Panorama

Urteil in Heilbronn Wird Pflege-Oma wegen Mordes verurteilt?

Im April 2018 ist der Siebenjährige Ole aus Künzelsau

Die 70-jährige Pflege-Oma soll Verlustangst gehabt haben.

(Foto: picture alliance/dpa)

Eine 70-Jährige tötet einen siebenjährigen Jungen aus Künzelsau, auf den sie jahrelang aufpasste. Dafür könnte sie heute wegen Mordes verurteilt werden. Die Staatsanwaltschaft fordert aber keine lebenslange Haftstrafe.

Im Landgericht Heilbronn fällt am heutigen Montag das Urteil im Prozess gegen die 70-jährige Pflege-Oma, die im April 2018 den siebenjährigen Ole erwürgt und anschließend in die Badewanne gelegt haben soll. Die Staatsanwaltschaft fordert 13 Jahre Haft wegen Mordes. Die Angeklagte habe den Jungen vorsätzlich umgebracht und aus niedrigen Beweggründen getötet, hieß es im Plädoyer.

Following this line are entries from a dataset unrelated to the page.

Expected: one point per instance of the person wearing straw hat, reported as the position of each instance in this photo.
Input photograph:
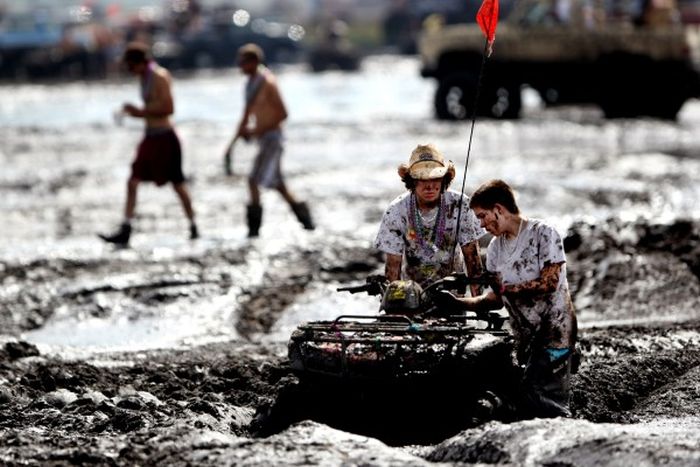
(419, 229)
(527, 257)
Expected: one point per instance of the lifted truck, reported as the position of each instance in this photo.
(626, 69)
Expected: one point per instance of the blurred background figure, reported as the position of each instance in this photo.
(159, 155)
(262, 120)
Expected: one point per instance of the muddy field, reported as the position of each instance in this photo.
(172, 352)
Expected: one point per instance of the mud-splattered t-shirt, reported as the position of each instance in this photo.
(522, 259)
(421, 264)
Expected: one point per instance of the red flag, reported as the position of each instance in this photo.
(487, 17)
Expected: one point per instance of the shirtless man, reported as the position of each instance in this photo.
(262, 119)
(159, 156)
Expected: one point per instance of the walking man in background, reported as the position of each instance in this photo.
(262, 119)
(159, 155)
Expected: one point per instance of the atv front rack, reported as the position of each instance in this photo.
(389, 346)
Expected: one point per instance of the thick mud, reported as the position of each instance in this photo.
(200, 405)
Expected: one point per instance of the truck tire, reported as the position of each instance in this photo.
(629, 87)
(455, 95)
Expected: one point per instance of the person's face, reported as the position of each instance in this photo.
(490, 219)
(135, 68)
(428, 191)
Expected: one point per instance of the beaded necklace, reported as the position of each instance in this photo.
(437, 231)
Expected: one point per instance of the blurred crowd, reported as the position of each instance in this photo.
(78, 39)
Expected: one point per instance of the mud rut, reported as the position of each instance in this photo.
(642, 369)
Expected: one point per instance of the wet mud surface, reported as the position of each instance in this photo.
(637, 386)
(174, 352)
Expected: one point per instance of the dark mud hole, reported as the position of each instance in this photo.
(56, 411)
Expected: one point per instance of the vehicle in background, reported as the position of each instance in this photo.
(333, 50)
(215, 40)
(20, 37)
(630, 63)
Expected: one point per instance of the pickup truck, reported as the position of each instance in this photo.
(626, 68)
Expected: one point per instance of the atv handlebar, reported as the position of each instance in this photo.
(375, 285)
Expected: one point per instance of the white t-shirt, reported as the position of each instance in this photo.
(522, 259)
(426, 254)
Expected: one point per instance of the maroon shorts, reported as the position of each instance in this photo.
(159, 158)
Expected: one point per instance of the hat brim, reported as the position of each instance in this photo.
(427, 170)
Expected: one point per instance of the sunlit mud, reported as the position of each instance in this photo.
(175, 351)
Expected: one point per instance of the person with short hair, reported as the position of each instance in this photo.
(419, 229)
(528, 260)
(262, 119)
(159, 154)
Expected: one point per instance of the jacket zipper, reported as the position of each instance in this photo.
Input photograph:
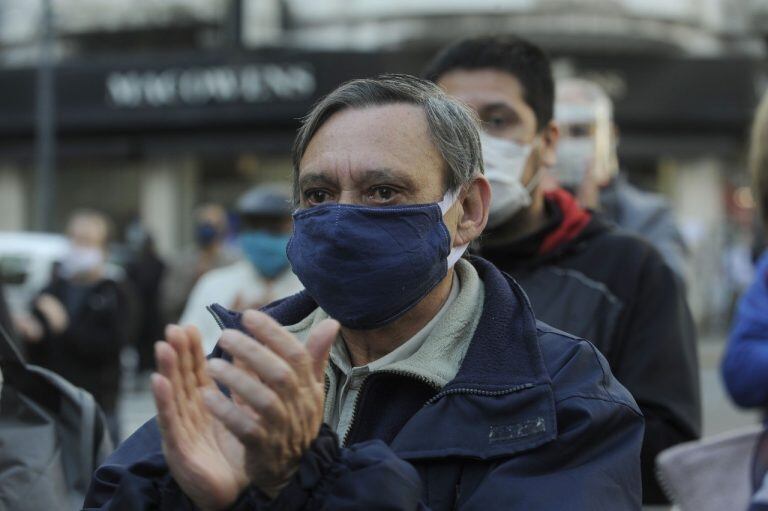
(417, 377)
(439, 395)
(478, 392)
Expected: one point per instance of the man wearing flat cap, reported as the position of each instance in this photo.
(263, 274)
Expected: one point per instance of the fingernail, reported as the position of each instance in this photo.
(209, 396)
(216, 364)
(251, 317)
(225, 339)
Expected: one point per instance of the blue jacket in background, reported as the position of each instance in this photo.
(534, 420)
(745, 364)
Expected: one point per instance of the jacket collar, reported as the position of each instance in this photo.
(502, 381)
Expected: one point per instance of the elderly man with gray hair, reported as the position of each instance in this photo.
(405, 376)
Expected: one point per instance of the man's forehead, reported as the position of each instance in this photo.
(481, 87)
(392, 138)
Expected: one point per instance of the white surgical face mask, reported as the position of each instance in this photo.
(575, 156)
(81, 260)
(449, 199)
(504, 166)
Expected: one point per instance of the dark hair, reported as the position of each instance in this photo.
(521, 59)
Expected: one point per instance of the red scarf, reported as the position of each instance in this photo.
(575, 218)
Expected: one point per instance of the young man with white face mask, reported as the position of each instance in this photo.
(77, 328)
(581, 274)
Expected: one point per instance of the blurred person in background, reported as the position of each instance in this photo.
(587, 165)
(745, 362)
(262, 275)
(144, 271)
(5, 315)
(77, 324)
(207, 253)
(582, 275)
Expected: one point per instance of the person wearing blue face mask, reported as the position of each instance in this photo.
(405, 376)
(208, 252)
(262, 273)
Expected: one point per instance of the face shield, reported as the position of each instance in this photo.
(584, 114)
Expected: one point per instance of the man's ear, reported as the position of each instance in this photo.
(549, 138)
(475, 205)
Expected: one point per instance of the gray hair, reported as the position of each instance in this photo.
(452, 125)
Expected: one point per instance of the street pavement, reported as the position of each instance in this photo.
(719, 414)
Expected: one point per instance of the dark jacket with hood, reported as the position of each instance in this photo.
(533, 420)
(588, 278)
(87, 353)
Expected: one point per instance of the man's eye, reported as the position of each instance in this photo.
(496, 122)
(382, 193)
(316, 196)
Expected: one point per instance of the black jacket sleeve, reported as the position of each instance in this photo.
(658, 363)
(98, 332)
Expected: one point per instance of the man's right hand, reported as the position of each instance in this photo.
(204, 458)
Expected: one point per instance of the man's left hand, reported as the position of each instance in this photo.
(278, 392)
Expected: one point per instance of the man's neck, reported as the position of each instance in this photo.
(365, 346)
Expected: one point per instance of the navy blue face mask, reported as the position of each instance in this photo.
(367, 266)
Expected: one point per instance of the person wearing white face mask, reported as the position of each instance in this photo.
(77, 323)
(587, 165)
(581, 274)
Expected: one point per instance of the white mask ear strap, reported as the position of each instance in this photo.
(449, 199)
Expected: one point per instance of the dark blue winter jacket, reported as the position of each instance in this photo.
(745, 364)
(534, 420)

Nach Einschätzung der Staatsanwaltschaft war die Tat selbstherrlich und selbstsüchtig. Sie rückte daher von der ursprünglichen Anklage wegen Totschlags ab, bei der sie zunächst eine Tat im Affekt annahm. Im weiteren Prozessverlauf wurde von Mord ausgegangen. Die 70-Jährige soll das Kind aus Verlustangst erwürgt haben. "Sie hatten Angst, dass es bald enden würde mit den Besuchen, dass Sie ihn verlieren", hieß es im Gerichtssaal zur Angeklagten.

Die ehemalige Krankenschwester hatte jahrelang immer wieder auf den Jungen aufgepasst und ihn fast täglich gesehen. Mit der Einschulung des Jungen wurden die Treffen aber immer seltener. Die Nebenkläger - die die Eltern des getöteten Jungen vertreten - fordern ebenfalls eine Verurteilung wegen Mordes. Sie bewerten die Tat der 70-Jährigen als heimtückisch.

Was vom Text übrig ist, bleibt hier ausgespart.